His appreciation of what truly unites Americans — the workings of their minds and hearts in the face of inescapable hardship — led him to realize that debate has little impact on the American soul.
“When conditions become nearly equal, people are less easily persuaded by one another,” he warned. “They seldom trust the opinions of their equals or like themselves. In a democracy not only does confidence in the superior achievements of particular individuals weaken, but any general notion of the intellectual superiority to which any man may owe his relationship in relation to the rest of society is soon obscured.” This is the bottom line.
As people become more similar to one another, the doctrine of equality of minds gradually permeates their opinions, and it becomes more and more difficult for any innovator to win the hearts of the people or to have any significant influence on them. Sudden intellectual revolutions are therefore rare in such communities, for if we read the history of the world aright, we will see that great and rapid changes in human opinions have been brought about by the authority of names rather than by the force of reasoning. … Even if we have won the confidence of democratic people, it is still not easy to attract their attention. It is very difficult to get the people who live in democratic countries to listen to us, unless we speak for themselves. … I find it very difficult to arouse the enthusiasm of democratic people for a theory that has no obvious, direct, immediate connection with the activities of everyday life.

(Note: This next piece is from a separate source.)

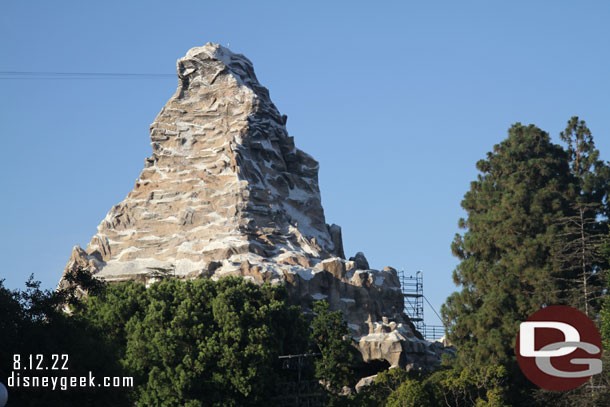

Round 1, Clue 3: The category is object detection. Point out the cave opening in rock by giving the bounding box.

Tocqueville makes clear that the greatest obstacle to advancing consensus through debate is democratic life itself: great and sudden changes come not from experts expounding abstract theories designed to stir passions, but from those with spiritual authority over everyday life.
Unfortunately, this is why these times are so dangerous. Those who would usurp the Christian church’s historical place of spiritual authority in American life see an opportunity in the digital revolution, whether their God is a God of awakened justice or a cyborg god of consciousness. Their indifference to debate is more in keeping with the reality of our social situation than the belief of many that our fate depends on a John Stuart Mill spiritual revival. If American Christians cannot reassemble the authority to bear witness against the soul-destroying idolatry of today, the idolaters will win handily, without argument.